Would you say “marry me” before you ask “what’s your name”?
It happened again—the first words out of the robocaller’s synthesizer box were “press 1 for your free directory listing.”
Guess what—if that’s the first thing I hear from you, it’s also the last—because my phone will be back in its cradle before your robot even finishes the sentence. CLICK!
It’s like telling me you want to marry me the moment we first meet—before we’re even introduced. And guess what. I’m already happily married and I’m not in the market. Even if I were, that’s not how I’d want to be approached.
Sure, I’m in business, and I love free listings—useful ones, anyway, like Literary Market Place (which typically brings me a very small stream of very large clients). But I’ve also wasted a lot of time over the years filling out free listings that have zero benefit, like the gazillion Who’s Who books I got listed in back in the 1980s and 1990s.
So…when your call ID shows up as something unrecognizable (RL2 Services Co? What the heck is that?), the first thing I want to know is “who are you, really?” The second thing I want to know is “what’s the catch/the actual cost?” Then “how much time is this going to take?” And of course, “who reads your directory, how many readers are there, and how targeted is this to what I sell?”
No robocall is going to answer those questions.
I will listen to the first few seconds of a robocall, because sometimes it’s the bank’s identity theft with a security alert on my credit card, a school district telling me classes are canceled for weather, or something like that. I don’t love them but I have learned that once in a while, they’re real.

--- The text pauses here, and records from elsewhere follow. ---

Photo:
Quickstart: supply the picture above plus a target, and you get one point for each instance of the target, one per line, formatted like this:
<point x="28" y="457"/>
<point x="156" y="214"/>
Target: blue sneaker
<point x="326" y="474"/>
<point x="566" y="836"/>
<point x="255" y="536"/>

But try to sell me something, anything, with a robocall and I just think you’re stupid, disrespectful, and annoying.
And some of the live operators are no better. I’m very protective of my cell number and give it out on a need-to-know basis. I got a human being calling me who told me he was calling because of a survey he filled out. I responded, “I don’t give my cell number out on surveys. Who are you really?” His response: CLICK!
Does this company really think it’s going to get on my good side with this?
I’ve had others who can’t deviate from a script. Honey, if I’m going to do business with you, we’re going to have a two-way conversation. If you’re human and you talk at me as if you are a robot, I will treat you like one. My turn to CLICK!
I continue to be amazed at the clueless, deceitful, or just plain disconnected marketing “strategies” I encounter. Presumably, businesses do these things to attract new clients. But it would be more accurate to call them “client repelling strategies,” because they do the opposite of attract.
If you would be pushed away by bad marketing when it’s done to you, why do it to others who will feel the same way?